Industrial groups in South Africa have voiced their commitment to an equitable transition, while calling for increased carbon prices to be pushed back to after 2035.
- The Energy Council of South Africa and its peers have voiced their objection to an increase in carbon prices prior to 2035.
- They argue that higher carbon prices would detract from their budgets for investing in emissions reduction efforts.
- Increases in domestic carbon prices may not be suitable for developing economies that already face significant challenges in delivering a just transition.
The Energy Council of South Africa, alongside various groups such as the South African Petroleum Industry Association (SAPIA) and Energy Intensive Users Group (EIUG), called for “improvements” to the proposed changes.
The changes come in the proposed Taxation Laws Amendment Bill (TLAB).
A note from Cliffe Dekker Hofmeyr said amendments would increase carbon prices to reach $20 per tonne by 2026. They would then rise $2.5 per year to 2029. In 2030, it aims to reach a $30 carbon rate.
The first phase of the carbon tax started in June 2019 and will end in December 2022. The initial price was 120 rand ($6.9) per tonne of CO2 equivalent.
The proposed increases have found little favour from the Energy Council and its peers.
“Business cannot afford the proposed tax rates and simultaneously mobilise the capital needed to mitigate greenhouse gas emissions and grow or invest in new low carbon products and services,” the statement said. Increased prices coupled with a removal of tax free allowances “will result in very high costs within a short timeframe”.

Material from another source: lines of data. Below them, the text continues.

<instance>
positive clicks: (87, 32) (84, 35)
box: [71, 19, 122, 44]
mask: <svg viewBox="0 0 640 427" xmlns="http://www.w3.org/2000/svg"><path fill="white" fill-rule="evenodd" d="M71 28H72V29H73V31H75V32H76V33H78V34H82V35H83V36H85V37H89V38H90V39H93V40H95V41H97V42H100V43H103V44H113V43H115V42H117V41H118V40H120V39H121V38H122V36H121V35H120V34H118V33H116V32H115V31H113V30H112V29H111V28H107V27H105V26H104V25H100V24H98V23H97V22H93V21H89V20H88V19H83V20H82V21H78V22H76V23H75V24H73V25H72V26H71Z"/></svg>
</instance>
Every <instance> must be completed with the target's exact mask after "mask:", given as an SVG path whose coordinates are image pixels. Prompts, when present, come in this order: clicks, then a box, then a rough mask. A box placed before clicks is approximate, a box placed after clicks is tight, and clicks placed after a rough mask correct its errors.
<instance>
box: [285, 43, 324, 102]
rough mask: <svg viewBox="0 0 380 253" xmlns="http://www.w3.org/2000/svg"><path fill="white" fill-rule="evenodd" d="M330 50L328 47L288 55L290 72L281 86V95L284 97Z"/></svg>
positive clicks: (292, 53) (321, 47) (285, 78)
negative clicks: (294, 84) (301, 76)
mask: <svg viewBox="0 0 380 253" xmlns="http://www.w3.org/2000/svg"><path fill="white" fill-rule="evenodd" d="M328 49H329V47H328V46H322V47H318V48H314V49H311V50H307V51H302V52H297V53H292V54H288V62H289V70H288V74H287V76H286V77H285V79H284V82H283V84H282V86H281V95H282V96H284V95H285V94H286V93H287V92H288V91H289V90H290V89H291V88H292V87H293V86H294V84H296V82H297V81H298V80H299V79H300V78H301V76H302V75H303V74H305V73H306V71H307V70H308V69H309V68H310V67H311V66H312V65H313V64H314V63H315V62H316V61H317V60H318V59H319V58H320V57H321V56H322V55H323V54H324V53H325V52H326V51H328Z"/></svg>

Instead, the higher carbon price should “only be considered post-2035”.
Easing the transition
The group affirmed their support for carbon pricing and the government’s commitments to decarbonise. The pace of change, though, needs to be “aligned to a developing economy”. In particular, the statement highlighted challenges in South Africa around low economic growth, energy security and high unemployment.
Domestic carbon pricing will protect South Africa from border tax adjustments, a topic of increased discussion among a number of interests, such as the European Union.
The carbon tax should continue to rise as it has done, that is at CPI +2% until 2030, the group said.
The statement also called for government support to ease the transition. In other countries this has been made available, but it is not under the TLAB.
Power consumers are also at increased risk under the proposed carbon reporting. Passing these costs on from Eskom on will cost more than 24 billion rand ($1.4bn) from January 2023 to March 2025. This will place a “huge burden onto electricity consumers”.
The aim of the objections, the group of business organisations said, was to “avoid just transition impacts earlier than planned and to avoid unintended and adverse consequences to an already fragile economy”.
The Sasol squeeze
Sasol boss Fleetwood Grobler warned in its recent climate change report that the proposed carbon taxes were “challenging”. The company paid 758 million rand ($43.62mn) in carbon taxes for its 2021 emissions.
A price of $30 per tonne, Sasol has said, would cost the company $1.2bn.
Rapid hikes, it said, “will hinder our transition rather than accelerate it”. Sasol is a member of the Energy Council of South Africa, alongside Central Energy Fund (CEF), Eskom, Exxaro, Industrial Development Corporation and TotalEnergies South Africa.
Sasol’s Secunda coal-to-liquids (CTL) plant is the single largest source of CO2 emissions in the world.
NGO Just Share has said Sasol is holding South Africa’s government to ransom in its opposition to the carbon tax.
“If the government allows Sasol to strongarm it into continuous delays to a meaningful tax, the company will continue to take advantage of this to delay operational changes,” Just Share said.